I agree wholeheartedly with Martin’s critique, but Sabina does offer a spirited (and highly hyperlinked) defense. Martin’s emphasizes two points: 1) what’s the point of aggregating a bunch of indicators into a single index? and 2) the choice of weights for such an index is inherently problematic.
No development economist would disagree that poverty is multidimensional. Our notion of poverty includes measurable consumption along with things like health, education, and access to infrastructure, as well as less tangible aspects like rights and opportunities. But the question is, should we try to squeeze all those measures together into one super sausage of an indicator, or should we just consider them separately?
Sabina’s response illustrates the problem with the all-in-one measure: to explain the contrasting values of the MPI for Kenyan Somalis and Kenyan Masai, she immediately goes to discussing the differences in the index’s components: child mortality, school attendance, etc. But if we want to compare the welfare of these two groups, why not start out by looking directly at the components, rather than mashing them all together and then pulling them apart again?
Sabina argues that the added value of the MPI is that it captures the overlap between its various components. But if a quarter of the children in a country are malnourished and a quarter lack access to clean water, to what extent are we talking about the same children? In practice, the correlation between such measures is likely to be high, and the best way to examine the overlap would be to consider it directly, e.g. tabulating child malnourishment vs. access to clean water.
The more powerful critique of the MPI is that there is no solid basis for the choice of index weights. When I teach poverty measurement, I give my students as a homework assignment the task of constructing their own country-level welfare indices, using whatever formula and data they like. They end up with formulas like: the square root of the child mortality rate, minus half the murder rate, plus one third the number of kilos of ice cream consumption per capita.

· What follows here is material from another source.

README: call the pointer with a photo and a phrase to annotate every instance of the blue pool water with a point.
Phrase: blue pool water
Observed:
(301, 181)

Who am I to say that this is an adequate welfare measure? (What, you don’t like ice cream?) Unsurprisingly, country rankings vary greatly across the different measures my students concoct.
Sabina’s response to the problem that the weights are arbitrary is that she’s not claiming the final word: “we strongly encourage countries to develop national measures having richer dimensions,” and “critical scrutiny” of the weights is welcomed. The point, however, is not that some other set of weights would be better. There is simply no “right” way to come up with such an index, so the index will ultimately reflect the preferences of its designers.
I do have a bit of sympathy for one argument for the MPI: it could encourage public discussion on the fact that poverty is multidimensional. The general effect of launching a composite measure, such as the Corruption Perception Index  or the Commitment to Development Index , is to focus attention on the subject matter. We’ll probably hear more people talking about multidimensional poverty in the next few months as a consequence of the MPI.
Still, my very practical worry is that the new push for multidimensional poverty indices will soak up much of the oxygen around poverty work.
Here in Kenya, the Kenya National Bureau of Statistics has given us a wealth of data to work with to measure and think about poverty. We have a number of Demographic and Health Surveys , the 2009 Population and Housing Census which will be published in the next few months, the 2005-06 Kenya Integrated Household Budget Survey (KIHBS), and a new round of the KIHBS scheduled for next year. Rather than using all this data to calculate the MPI and variations, I’d prefer to focus on, say, understanding how Kenya has achieved a stunning drop in child mortality since 2003 (more on this in a future post.)